First, there is humility, and I propose this not as a moral principle, distasteful to a large number of people, but simply as an item of a scientific philosophy. In the period of the Industrial Revolution, perhaps the most important disaster was the enormous increase of scientific arrogance. We had discovered how to make trains and other machines. We knew how to put one box on top of the other to get that apple, and Occidental man saw himself as an autocrat with com­plete power over a universe which was made of physics and chemistry. And the biological phenomena were in the end to be controlled like processes in a test tube. Evolution was the history of how organisms learned more tricks for controlling the environment; and man had better tricks than any other creature.
But that arrogant scientific philosophy is now obsolete, and in its place there is the discovery that man is only a part of larger systems and that the part can never control the whole.
Goebbels thought that he could control public opinion in Germany with a vast communication system, and our own public relations men are perhaps liable to similar delusions. But in fact the would-be controller must always have his spies out to tell him what the people are saying about his propaganda. He is therefore in the position of being re­sponsive to what they are saying. Therefore he cannot have a simple lineal control. We do not live in the sort of universe in which simple lineal control is possible. Life is not like that.
Similarly, in the field of psychiatry, the family is a cyber­netic system of the sort which I am discussing and usually when systemic pathology occurs, the members blame each other, or sometimes themselves. But the truth of the matter is that both these alternatives are fundamentally arrogant. Either alternative assumes that the individual human being has total power over the system of which he or she is a part.
Even within the individual human being, control is limited. We can in some degree set ourselves to learn even such abstract characteristics as arrogance or humility, but we are not by any means the captains of our souls.
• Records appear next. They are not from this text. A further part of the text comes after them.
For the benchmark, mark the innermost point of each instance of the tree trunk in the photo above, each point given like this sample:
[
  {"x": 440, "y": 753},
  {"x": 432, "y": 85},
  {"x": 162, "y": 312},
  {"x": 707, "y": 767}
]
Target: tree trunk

It is, however, possible that the remedy for ills of con­scious purpose lies with the individual. There is what Freud called the royal road to the unconscious. He was referring to dreams, but I think we should lump together dreams and the creativity of art, or the perception of art, and poetry and such things. And I would include with these the best of religion. These are all activities in which the whole individual is involved. The artist may have a conscious purpose to sell his picture, even perhaps a conscious purpose to make it. But in the making he must necessarily relax that arrogance in favor of a creative experience in which his conscious mind plays only a small part.
We might say that in creative art man must experience himself—his total self—as a cybernetic model.
It is characteristic of the 1960s that a large number of people are looking to the psychedelic drugs for some sort of wisdom or some sort of enlargement of consciousness, and I think this symptom of our epoch probably arises as an attempt to compensate for our excessive purposiveness. But I am not sure that wisdom can be got that way. What is required is not simply a relaxation of consciousness to let the unconscious material gush out. To do this is merely to exchange one partial view of the self for the other partial view. I suspect that what is needed is the synthesis of the two views and this is more difficult.
My own slight experience of LSD led me to believe that Prospero was wrong when he said, "We are such stuff as dreams are made on." It seemed to me that pure dream was, like pure purpose, rather trivial. It was not the stuff of which we are made, but only bits and pieces of that stuff. Our conscious purposes, similarly, are only bits and pieces.
The systemic view is something else again.


* This lecture was given in August, 1968, to the London Conference on the Dialectics of Liberation.